In my previous article on Kafka, I introduced the use of Kafka for data streaming. I also showed how you can start a Kafka broker service and demonstrated how to use the Kafka producer console application to send messages and the Kafka consumer console application to receive messages.
In this article, I am going to show you how to make use of Kafka using Python. Specifically, I will:
- Use Python to send messages to a Kafka broker service
- Use Python to receive messages from a Kafka broker service
- Build a dynamic charting application to plot and update a scatter plot wherever new data is received from the broker service
Using Python with Kafka
There are at least three Python libraries available for Python developers to interface with Kafka broker services. They are:
- Kafka-Python
- PyKafka
- Confluent Kafka Python
For this article, I will make use of the Confluent Kafka Python package.
To install the Confluent Kafka Python package, use the pip
command:
!pip install confluent-kafka
Producing the Message
First, let’s work on the producer first. The producer is the one that sends messages to the Kafka broker service. The following code snippet specifies the Kafka broker server to connect to:
from confluent_kafka import Producer
import socket
conf = {
'bootstrap.servers': "localhost:9092",
'client.id': socket.gethostname()
}
producer = Producer(conf)
You need to ensure that your Kafka broker service is up and running. See https://towardsdatascience.com/using-apache-kafka-for-data-streaming-9199699623fa for more details on how to start one.

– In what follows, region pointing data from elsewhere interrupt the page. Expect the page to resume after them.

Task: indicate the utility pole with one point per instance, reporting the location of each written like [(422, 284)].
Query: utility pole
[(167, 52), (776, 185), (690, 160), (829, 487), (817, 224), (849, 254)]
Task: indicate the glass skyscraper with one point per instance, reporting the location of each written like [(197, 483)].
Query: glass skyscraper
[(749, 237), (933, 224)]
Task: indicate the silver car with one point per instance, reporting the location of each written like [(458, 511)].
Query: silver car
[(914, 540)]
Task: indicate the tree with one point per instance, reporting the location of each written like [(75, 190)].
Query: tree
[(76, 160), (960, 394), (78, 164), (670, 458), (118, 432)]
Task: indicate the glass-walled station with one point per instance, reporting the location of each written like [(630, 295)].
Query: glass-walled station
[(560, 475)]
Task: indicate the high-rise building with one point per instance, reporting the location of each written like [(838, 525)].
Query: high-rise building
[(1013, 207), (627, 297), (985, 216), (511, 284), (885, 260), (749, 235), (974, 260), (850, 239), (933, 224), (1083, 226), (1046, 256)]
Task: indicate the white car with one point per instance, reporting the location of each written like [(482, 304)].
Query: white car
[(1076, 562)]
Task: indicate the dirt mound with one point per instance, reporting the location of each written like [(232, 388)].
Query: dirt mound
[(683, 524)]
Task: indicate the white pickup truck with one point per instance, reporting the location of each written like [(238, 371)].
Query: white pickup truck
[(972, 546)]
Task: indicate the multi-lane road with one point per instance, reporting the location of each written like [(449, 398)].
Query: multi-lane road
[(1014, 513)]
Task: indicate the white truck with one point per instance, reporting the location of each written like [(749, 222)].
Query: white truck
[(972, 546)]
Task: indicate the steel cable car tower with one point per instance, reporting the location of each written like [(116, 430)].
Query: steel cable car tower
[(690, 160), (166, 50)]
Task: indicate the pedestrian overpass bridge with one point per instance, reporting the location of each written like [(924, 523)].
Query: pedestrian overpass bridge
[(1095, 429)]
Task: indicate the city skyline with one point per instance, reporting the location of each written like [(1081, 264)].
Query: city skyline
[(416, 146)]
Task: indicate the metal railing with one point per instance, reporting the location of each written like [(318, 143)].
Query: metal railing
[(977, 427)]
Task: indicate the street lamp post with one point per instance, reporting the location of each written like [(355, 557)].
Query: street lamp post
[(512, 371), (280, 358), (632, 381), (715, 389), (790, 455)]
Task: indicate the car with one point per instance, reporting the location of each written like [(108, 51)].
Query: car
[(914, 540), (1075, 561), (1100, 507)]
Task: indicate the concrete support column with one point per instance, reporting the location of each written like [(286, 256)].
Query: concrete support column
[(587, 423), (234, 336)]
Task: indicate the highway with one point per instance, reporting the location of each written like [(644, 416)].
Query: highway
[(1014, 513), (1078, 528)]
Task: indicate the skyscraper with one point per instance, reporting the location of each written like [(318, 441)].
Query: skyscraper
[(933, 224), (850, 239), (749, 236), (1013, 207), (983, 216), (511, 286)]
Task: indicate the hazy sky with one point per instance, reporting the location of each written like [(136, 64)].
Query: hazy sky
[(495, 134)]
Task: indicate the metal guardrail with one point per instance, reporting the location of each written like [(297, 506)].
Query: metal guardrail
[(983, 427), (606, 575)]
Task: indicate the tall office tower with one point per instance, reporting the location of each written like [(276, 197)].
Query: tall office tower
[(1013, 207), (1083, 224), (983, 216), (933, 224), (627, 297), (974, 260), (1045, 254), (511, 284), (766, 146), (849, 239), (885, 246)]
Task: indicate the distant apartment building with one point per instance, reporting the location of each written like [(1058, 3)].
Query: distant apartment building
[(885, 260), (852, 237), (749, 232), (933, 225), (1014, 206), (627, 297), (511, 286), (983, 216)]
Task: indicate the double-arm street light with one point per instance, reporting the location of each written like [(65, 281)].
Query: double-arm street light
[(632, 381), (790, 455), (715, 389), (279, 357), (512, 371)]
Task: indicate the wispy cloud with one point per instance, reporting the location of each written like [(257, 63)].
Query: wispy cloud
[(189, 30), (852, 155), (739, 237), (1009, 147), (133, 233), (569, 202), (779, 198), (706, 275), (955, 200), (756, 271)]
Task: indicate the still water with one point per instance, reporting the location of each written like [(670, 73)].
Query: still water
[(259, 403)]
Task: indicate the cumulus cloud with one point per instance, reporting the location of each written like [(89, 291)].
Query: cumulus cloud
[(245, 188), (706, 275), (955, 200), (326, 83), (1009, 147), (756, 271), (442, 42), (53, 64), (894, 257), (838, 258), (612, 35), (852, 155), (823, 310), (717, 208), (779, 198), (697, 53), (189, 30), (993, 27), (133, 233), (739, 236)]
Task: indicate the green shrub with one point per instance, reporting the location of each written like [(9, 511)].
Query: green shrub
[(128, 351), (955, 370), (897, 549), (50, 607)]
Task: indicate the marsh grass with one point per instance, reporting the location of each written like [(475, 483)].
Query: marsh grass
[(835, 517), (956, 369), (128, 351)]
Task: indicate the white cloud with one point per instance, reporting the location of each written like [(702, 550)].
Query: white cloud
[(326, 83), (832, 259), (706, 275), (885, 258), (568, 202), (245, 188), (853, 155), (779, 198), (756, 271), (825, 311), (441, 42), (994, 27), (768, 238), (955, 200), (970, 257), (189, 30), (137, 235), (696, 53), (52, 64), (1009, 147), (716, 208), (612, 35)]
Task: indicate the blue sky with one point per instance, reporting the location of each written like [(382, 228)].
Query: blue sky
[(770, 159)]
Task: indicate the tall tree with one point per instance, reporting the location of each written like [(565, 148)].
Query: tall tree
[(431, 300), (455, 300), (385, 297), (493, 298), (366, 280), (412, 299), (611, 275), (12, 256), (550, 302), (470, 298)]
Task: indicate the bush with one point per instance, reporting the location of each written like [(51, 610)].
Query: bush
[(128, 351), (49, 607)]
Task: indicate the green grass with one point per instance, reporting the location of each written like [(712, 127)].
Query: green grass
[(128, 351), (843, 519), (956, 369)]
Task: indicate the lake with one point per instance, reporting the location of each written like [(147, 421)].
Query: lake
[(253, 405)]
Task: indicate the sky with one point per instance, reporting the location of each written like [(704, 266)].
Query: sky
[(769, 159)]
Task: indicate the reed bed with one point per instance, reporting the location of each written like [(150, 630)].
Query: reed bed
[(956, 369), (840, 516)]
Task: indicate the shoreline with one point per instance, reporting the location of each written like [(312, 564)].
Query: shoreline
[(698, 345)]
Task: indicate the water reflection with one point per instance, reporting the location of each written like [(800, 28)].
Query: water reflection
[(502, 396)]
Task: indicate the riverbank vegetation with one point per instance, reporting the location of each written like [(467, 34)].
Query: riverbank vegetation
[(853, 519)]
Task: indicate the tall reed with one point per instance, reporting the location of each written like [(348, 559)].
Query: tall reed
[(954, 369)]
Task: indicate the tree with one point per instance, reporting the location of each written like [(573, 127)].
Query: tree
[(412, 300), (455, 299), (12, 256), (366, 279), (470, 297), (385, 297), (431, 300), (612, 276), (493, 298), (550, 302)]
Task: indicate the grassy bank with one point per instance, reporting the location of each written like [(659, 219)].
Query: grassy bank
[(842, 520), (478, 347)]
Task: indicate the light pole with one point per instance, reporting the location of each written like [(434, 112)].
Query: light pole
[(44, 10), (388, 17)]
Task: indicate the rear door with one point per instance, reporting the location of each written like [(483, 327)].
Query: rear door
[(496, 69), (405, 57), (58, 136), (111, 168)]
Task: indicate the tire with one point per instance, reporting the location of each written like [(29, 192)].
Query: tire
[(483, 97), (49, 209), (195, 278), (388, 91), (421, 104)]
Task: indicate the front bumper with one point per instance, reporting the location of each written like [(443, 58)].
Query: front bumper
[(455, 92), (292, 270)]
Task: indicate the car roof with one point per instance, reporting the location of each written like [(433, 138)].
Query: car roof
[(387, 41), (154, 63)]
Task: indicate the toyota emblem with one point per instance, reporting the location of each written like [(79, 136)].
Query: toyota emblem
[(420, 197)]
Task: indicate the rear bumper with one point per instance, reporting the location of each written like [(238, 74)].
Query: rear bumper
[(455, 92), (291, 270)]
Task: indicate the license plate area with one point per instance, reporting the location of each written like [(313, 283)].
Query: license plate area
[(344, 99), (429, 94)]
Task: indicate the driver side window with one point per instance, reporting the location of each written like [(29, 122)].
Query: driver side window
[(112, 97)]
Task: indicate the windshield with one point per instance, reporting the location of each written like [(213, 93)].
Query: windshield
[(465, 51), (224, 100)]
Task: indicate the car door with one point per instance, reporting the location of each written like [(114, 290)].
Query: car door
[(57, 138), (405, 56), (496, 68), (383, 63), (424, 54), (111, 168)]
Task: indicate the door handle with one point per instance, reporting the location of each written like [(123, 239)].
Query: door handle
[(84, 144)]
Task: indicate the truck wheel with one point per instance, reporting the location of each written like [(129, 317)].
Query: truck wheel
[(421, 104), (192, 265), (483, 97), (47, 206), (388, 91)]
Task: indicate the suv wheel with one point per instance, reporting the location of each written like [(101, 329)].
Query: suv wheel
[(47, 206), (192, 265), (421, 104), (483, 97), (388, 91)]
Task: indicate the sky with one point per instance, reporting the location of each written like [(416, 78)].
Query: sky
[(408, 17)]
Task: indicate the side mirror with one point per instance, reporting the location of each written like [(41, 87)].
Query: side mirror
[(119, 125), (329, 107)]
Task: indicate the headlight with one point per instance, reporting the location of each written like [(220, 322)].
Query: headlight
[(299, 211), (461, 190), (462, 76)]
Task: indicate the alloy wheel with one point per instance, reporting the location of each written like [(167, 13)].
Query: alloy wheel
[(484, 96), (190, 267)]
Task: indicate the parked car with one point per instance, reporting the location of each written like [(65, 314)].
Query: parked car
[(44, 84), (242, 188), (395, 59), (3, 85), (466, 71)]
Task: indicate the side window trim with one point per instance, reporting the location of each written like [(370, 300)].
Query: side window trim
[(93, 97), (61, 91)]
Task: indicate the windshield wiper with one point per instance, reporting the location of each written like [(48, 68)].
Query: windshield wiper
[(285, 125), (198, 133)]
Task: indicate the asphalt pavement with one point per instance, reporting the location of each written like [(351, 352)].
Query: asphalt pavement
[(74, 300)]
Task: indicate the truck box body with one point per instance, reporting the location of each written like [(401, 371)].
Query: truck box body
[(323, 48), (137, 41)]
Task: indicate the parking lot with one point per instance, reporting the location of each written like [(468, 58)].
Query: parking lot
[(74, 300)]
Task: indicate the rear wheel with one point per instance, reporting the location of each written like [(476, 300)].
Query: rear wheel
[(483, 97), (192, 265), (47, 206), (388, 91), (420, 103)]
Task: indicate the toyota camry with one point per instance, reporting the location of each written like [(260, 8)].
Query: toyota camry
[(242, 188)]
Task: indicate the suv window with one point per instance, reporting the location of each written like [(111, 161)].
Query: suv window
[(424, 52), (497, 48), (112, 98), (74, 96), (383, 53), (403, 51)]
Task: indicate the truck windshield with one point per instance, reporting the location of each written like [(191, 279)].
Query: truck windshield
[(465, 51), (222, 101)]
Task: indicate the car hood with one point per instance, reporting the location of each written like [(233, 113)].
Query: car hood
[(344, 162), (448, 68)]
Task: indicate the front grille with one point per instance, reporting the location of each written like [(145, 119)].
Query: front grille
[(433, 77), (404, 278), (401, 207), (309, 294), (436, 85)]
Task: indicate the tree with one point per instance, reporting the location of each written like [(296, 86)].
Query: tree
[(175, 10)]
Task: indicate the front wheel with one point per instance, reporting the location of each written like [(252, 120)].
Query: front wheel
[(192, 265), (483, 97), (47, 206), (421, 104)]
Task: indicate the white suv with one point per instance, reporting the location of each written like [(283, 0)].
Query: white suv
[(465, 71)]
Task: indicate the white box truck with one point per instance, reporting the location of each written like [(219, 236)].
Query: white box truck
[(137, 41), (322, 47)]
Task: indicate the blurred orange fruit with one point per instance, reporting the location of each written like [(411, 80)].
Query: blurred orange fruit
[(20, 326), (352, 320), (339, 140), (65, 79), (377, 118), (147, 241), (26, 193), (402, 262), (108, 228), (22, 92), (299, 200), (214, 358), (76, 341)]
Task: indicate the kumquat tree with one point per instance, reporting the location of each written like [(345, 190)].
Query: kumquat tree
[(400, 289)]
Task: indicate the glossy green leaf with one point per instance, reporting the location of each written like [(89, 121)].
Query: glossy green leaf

To send a message, you can use the produce()
function from the Producer
object. You can pass four arguments to it:
- the topic to send
- the key for your message payload
- the message payload
- the callback function to invoke when you poll the producer to know if the message was successfully delivered (or not).
The following code snippet sends a message to the Kafka broker service:
def acked(err, msg):
if err is not None:
print("Failed to deliver message: %s: %s" % (str(msg), str(err)))
else:
print("Message produced: %s" % (str(msg)))
producer.produce("SomeTopic", key="key1", value="Hello", callback=acked)
producer.poll(1) # Maximum time (1s) to block while waiting for events
The poll()
function returns the number of events processed (callbacks served).
Let’s send another message with a different key:
producer.produce("SomeTopic", key="key2", value="World", callback=acked)
producer.poll(1)
Consuming the Message
With the message sent, you can now work on the consumer. The following code snippet connects to the Kafka broker service:
from confluent_kafka import Consumer
conf = {
'bootstrap.servers': "localhost:9092",
'group.id': "1",
'auto.offset.reset': 'latest'
}
consumer = Consumer(conf)
The group.id
indicates which consumers you belong to. If there are two consumers with the same Group ID assigned to the same topic, they will all share the work of reading from the same topic.
The auto.offset.reset
indicates…specifies how a consumer should behave when consuming from a topic partition when there is no initial offset.
I will discuss the offset in another article.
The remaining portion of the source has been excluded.